Some things that work for me that may work for you:

Avoid eating "heavy" foods at dinner (meat, fish, fat) and watch your intake of "dense" foods like heavy, dense bread.

Eat cooked veggies and fruit. I eat cooked parsnips and the few other things I can tolerate for their fiber content and low FODMAP status. (some say a long colon can trigger FODMAP issues). Also, ground chia seed is something to consider, as well as lactose-free milk products. I can handle raw kiwi (check out the study on how well it works for stubborn constipation) and papaya.

I have less nausea with the Intoleran brand dietary enzymes for food intolerances. A game changer.

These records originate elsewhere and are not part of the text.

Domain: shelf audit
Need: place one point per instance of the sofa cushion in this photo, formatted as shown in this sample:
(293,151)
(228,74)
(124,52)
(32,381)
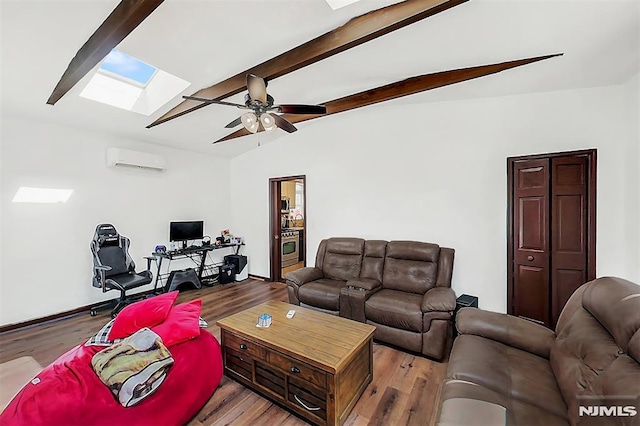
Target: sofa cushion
(323,293)
(343,258)
(513,372)
(373,260)
(581,353)
(615,303)
(410,266)
(467,403)
(396,309)
(409,340)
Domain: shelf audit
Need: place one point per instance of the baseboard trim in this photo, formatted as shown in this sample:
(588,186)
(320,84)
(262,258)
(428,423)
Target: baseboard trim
(60,315)
(258,277)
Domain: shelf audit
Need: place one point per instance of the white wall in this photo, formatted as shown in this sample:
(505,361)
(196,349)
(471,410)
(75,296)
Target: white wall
(46,261)
(437,172)
(632,222)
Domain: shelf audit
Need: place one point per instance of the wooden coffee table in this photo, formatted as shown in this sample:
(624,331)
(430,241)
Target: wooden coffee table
(316,365)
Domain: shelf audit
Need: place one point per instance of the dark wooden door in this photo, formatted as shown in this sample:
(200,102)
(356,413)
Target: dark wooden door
(551,227)
(531,240)
(568,229)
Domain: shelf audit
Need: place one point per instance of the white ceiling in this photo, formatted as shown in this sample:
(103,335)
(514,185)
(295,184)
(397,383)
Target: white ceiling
(207,41)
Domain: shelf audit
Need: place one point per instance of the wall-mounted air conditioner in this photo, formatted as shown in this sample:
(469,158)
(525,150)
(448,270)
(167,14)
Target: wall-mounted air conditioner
(126,157)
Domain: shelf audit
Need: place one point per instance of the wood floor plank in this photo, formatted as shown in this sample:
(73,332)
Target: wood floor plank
(386,409)
(405,387)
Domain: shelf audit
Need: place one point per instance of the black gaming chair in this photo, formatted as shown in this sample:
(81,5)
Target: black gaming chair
(113,268)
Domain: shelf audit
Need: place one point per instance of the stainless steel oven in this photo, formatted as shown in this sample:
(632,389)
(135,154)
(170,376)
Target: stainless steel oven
(290,246)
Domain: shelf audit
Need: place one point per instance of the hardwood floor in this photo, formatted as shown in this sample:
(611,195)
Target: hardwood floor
(405,388)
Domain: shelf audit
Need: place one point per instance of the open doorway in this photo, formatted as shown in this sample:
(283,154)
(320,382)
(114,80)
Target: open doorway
(288,219)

Ten up and then ten down stomach massages expel bloat. Check the UK's National Health System (NHS) posting on constipation: https://www.torbayandsouthdevon.nhs.uk/uploads/25773.

Get your rest and sleep.

A huge problem for me was anxiety and sometimes sleep. I cope three ways now:

1) a micro-dose of melatonin (300 mcg pill cut in half) nightly. I am super sensitive to meds and supps. Others may need more, but start with less. Too much disturbs your circadian rhythm.

2) Hilma Gentle Bowel Support (2 a day) - I did not notice a stool improvement but it proved to be the missing link in ending my general 24/7 anxious state. A lot of research on magnesium and anxiety on the net.

3) Cognitive Behavioral Therapy for anxiety, which is just a deep state of relaxation. I learned in a 7 week course with a therapist, but there must be some relaxation recordings to listen to. After 7 weeks of daily listening, you have retrained your brain. You only need the tapes for a refresher or because you want to listen.

And make work-life balance a priority. A rested, destressed you will be more productive too. It took me awhile to realize I just wasn't that important ---my ego kept me on the race track.

BTW, good to know about Lactulose.

And when I feel I need to explain my health situation, I do so by analogy. It is as if I had diabetes and managed it solely with food. I have to watch what I eat.